Author: Tara Hunt ’12

As campus revives from the lull of summer and pulses to the beat of student energy, I realize I am no longer en tempo with Notre Dame.

After graduating in May, I returned just weeks later to work at Notre Dame Magazine. It’s true I barely left the University — just enough time to repay my sleep debt and purchase furniture for a new apartment— but somehow it was long enough to make me feel like a stranger here.

Shortly after moving I went one Sunday evening to the Basilica for Mass and stood in the back, uncertain where I fit in among the rows of campers and ACE students and parishioners. I scanned the church, looking for a familiar face. There wasn’t one. For the first time, I felt alone at Notre Dame.

The school year’s start brought more feelings of estrangement. I became abruptly aware that I was no longer a student. I had traded in my textbooks for a University-owned laptop, my McGlinn dorm room for a cubicle in Grace and studenthood for the ranks of Notre Dame employees.

Tara Hunt '12

As the year revved up and students fell into the patter of their course schedules and social routines, I realized I was marching at a pace unlike the one I followed for four years. I now look for the best dry cleaner instead of the best pint specials. I wake up with the sunrise instead of going to bed with it. I go home at the end of the day and don’t dig through stacks of homework.

This life has its perks, certainly. I don’t miss long nights in the library or shouts in the hallway late into the night. I love the handy pass that allows me to drive onto campus (which I admittedly do often just to spite the guards who wouldn’t let the student-me enter on rainy nights).

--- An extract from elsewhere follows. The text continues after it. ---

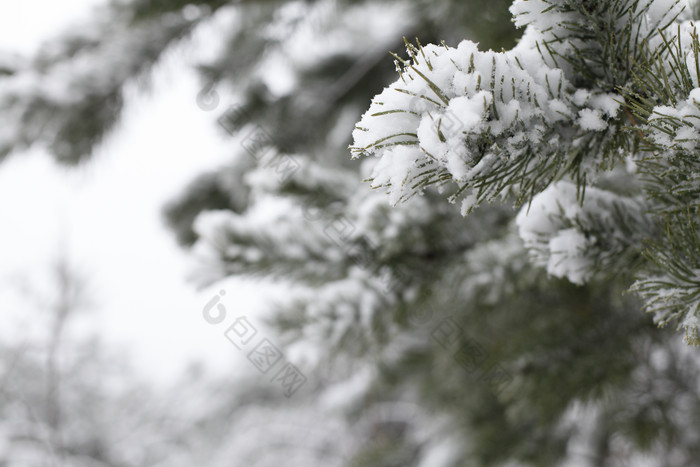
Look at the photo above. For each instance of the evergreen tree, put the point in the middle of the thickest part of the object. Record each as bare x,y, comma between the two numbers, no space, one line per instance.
501,338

But still it feels a bit off. I’m uncomfortable lacing up my sneakers and running with the students at Rolfs. I feel like I’m intruding when I walk around my residence hall — my home for four years — to visit friends. And the thought of writing on the second floor of the library or the basement of LaFortune, favorite haunts of my undergrad days, makes me cringe.

In recent weeks I have had conversations with friends about how lucky I am to still be at Notre Dame. I undoubtedly am. But I must remind them that I am not at the Notre Dame of our undergraduate days.

I don’t spend hours drinking coffee in Waddicks or eating in the dining hall. I’m not planning costumes to themed parties or looking for a date to an SYR. I’m not wrapped in the fervor of everything Notre Dame was to us for our four years. I’m in meetings and lunches on campus, but more often than not I’m staring longingly at the same nd.edu homepage they are, wishing to be back at that Notre Dame.

As an employee I’ve seen some of Notre Dame’s allure die away. Like any institution, it has a corporate side, one given to money and politics. While it strives for good, it doesn’t always achieve it.

This Notre Dame is still undeniably special. I am surrounded by talented and compassionate people I am humbled to call colleagues. I get to say a quick prayer to Mary on the Dome every day as I walk into work. And perhaps more than anything, I have the opportunity to take what I learned at Notre Dame — maybe not those lessons on French existentialism or human diseases — but the lessons on faith, community, intellectual growth and truth, and apply them to the institution that illuminated them for me.

This place changes, and so do we. We transform into who Notre Dame taught us to be, and we come back new to a new place. It can be eerie and uncomfortable, but it’s also beautiful to know that the place is always evolving, always advancing, all while maintaining a bit of the home it was to us, no matter how long ago.


Tara Hunt is an associate editor at Notre Dame Magazine.